Wird OB Fritz Kuhn die Kompetenzen des künftigen Finanzbürgermeisters beschneiden? Das wird sich in den nächsten Wochen zeigen. Foto: dpa

Dass nach dem Weggang von Michael Föll das Finanzreferat unverändert bleibt und auch der Nachfolger Erster Bürgermeister sein wird, ist eher unwahrscheinlich. OB Kuhn hat die Chance, die Kompetenzen neu zu verteilen – und sich für die OB-Wahl 2020 in eine bessere Position zu bringen, meint Josef Schunder.

Stuttgart - Die Stuttgarter Kommunalpolitik verspricht vier spannende Wochen zu bringen. Mitte Dezember soll eine Bürgermeisterstelle ausgeschrieben werden, weil Michael Föll Ende Februar geht. Doch wird genau diese Stelle offeriert werden? Noch überlegen OB Kuhn und die vorschlagsberechtigte CDU, wie sie aus Fölls Abgang bestmöglichen Nutzen ziehen. Das wird noch Reibereien geben.

Mancher mag sich ja fragen, ob um diese Stellengeschichte unterhalb der OB-Ebene nicht zu viel Gedöns gemacht wird. Aber Vorsicht: Föll ist der Hüter der Stadtkasse und städtischen Finanzbeteiligungen, der Lenker des Klinikums, der städtischen Wohnungsgesellschaft, obendrein der oberste OB-Stellvertreter. Er war unbestritten der mächtigste Mann nach dem OB. Mindestens, meinen Spötter. Er hat in 15 Jahren eine Machtfülle angereichert wie wohl keiner seiner Vorgänger. Er konnte Dinge verhindern oder vorübergehend blockieren – oder befördern, wie manches Projekt etwa im Kulturbereich. Er beeinflusste die Grenzen und Möglichkeiten des Oberbürgermeisters wie niemand sonst im Rathaus. Die Frage ist nun, ob diese Machtfülle erhalten bleibt und wer sie künftig ausfüllen könnte. Diverse Akteure versuchen sich in ihrem permanenten Kräftemessen neu aufzustellen.

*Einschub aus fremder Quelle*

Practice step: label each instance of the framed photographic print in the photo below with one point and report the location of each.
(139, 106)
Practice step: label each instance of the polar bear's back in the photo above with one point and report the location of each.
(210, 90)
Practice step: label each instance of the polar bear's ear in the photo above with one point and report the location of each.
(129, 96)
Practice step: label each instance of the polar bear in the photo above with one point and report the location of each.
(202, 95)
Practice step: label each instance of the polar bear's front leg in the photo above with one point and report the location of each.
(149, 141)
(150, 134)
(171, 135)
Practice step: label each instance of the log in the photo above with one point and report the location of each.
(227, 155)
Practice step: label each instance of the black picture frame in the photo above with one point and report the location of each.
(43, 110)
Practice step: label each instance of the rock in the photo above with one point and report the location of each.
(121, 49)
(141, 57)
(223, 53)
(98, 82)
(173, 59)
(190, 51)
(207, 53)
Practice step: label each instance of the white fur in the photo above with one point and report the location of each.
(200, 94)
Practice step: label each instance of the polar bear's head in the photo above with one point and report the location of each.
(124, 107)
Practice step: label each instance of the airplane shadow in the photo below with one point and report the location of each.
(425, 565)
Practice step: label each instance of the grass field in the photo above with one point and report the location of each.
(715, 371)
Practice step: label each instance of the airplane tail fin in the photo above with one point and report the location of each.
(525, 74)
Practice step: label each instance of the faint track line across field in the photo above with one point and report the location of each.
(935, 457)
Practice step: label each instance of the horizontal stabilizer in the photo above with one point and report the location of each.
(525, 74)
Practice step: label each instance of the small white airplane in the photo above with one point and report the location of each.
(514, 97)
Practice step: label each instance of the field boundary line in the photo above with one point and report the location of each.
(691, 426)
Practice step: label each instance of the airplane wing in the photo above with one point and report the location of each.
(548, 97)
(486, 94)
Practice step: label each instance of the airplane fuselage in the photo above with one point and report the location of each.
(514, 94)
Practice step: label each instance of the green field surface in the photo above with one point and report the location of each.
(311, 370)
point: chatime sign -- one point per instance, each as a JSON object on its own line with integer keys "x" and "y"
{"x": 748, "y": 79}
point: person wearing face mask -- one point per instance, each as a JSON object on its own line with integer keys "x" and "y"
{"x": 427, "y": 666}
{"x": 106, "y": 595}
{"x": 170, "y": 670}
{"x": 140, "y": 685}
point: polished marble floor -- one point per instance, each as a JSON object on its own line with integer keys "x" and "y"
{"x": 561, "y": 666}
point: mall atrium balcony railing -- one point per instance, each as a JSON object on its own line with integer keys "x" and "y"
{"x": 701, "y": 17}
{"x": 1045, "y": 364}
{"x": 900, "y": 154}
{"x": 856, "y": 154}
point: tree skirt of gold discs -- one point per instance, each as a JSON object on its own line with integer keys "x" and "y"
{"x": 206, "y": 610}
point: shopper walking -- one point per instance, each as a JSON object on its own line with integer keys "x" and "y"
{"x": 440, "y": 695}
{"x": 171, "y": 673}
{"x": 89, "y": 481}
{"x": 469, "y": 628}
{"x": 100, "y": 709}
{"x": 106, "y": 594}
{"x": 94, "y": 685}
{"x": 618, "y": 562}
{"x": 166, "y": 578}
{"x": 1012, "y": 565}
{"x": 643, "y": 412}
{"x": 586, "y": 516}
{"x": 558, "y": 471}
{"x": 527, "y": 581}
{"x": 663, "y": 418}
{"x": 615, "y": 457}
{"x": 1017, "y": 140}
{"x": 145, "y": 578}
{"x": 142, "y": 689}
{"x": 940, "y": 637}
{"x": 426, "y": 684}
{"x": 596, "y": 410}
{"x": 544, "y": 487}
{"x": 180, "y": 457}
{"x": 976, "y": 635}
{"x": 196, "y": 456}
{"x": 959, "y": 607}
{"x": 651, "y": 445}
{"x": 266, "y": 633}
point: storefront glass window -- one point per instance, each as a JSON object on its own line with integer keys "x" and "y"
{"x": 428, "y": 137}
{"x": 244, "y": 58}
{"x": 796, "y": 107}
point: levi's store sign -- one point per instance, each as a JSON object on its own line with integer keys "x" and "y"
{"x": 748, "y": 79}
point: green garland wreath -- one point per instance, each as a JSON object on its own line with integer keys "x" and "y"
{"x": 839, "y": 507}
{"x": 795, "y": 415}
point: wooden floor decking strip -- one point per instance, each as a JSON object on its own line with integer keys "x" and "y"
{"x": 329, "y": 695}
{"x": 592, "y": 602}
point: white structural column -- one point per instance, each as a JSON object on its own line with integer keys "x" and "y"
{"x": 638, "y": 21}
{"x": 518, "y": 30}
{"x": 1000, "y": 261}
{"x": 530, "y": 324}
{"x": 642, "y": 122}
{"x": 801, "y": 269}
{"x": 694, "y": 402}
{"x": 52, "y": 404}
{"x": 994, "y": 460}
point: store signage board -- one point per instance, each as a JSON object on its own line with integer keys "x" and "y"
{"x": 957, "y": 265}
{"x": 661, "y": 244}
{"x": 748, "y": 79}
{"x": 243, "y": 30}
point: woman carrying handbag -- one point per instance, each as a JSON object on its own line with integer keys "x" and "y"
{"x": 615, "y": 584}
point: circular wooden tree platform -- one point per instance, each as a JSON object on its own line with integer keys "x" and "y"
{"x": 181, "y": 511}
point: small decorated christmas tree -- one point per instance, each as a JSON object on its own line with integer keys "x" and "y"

Wechselt Fabian Mayer ins Finanzressort?

Eine denkbare Lösung sieht so aus: Kultur- und Verwaltungsbürgermeister Mayer (CDU) sattelt auf Finanzen, Beteiligungen und Klinikum um. Teile von Fölls Miniimperium gehen zu einer neuen Bürgermeisterstelle für Wirtschaft und Wohnen, für die die CDU eine Frau benennt. Erster Bürgermeister wird der Ordnungs- und Sportbürgermeister Martin Schairer (CDU), der auch das Ressort Allgemeine Verwaltung übernimmt.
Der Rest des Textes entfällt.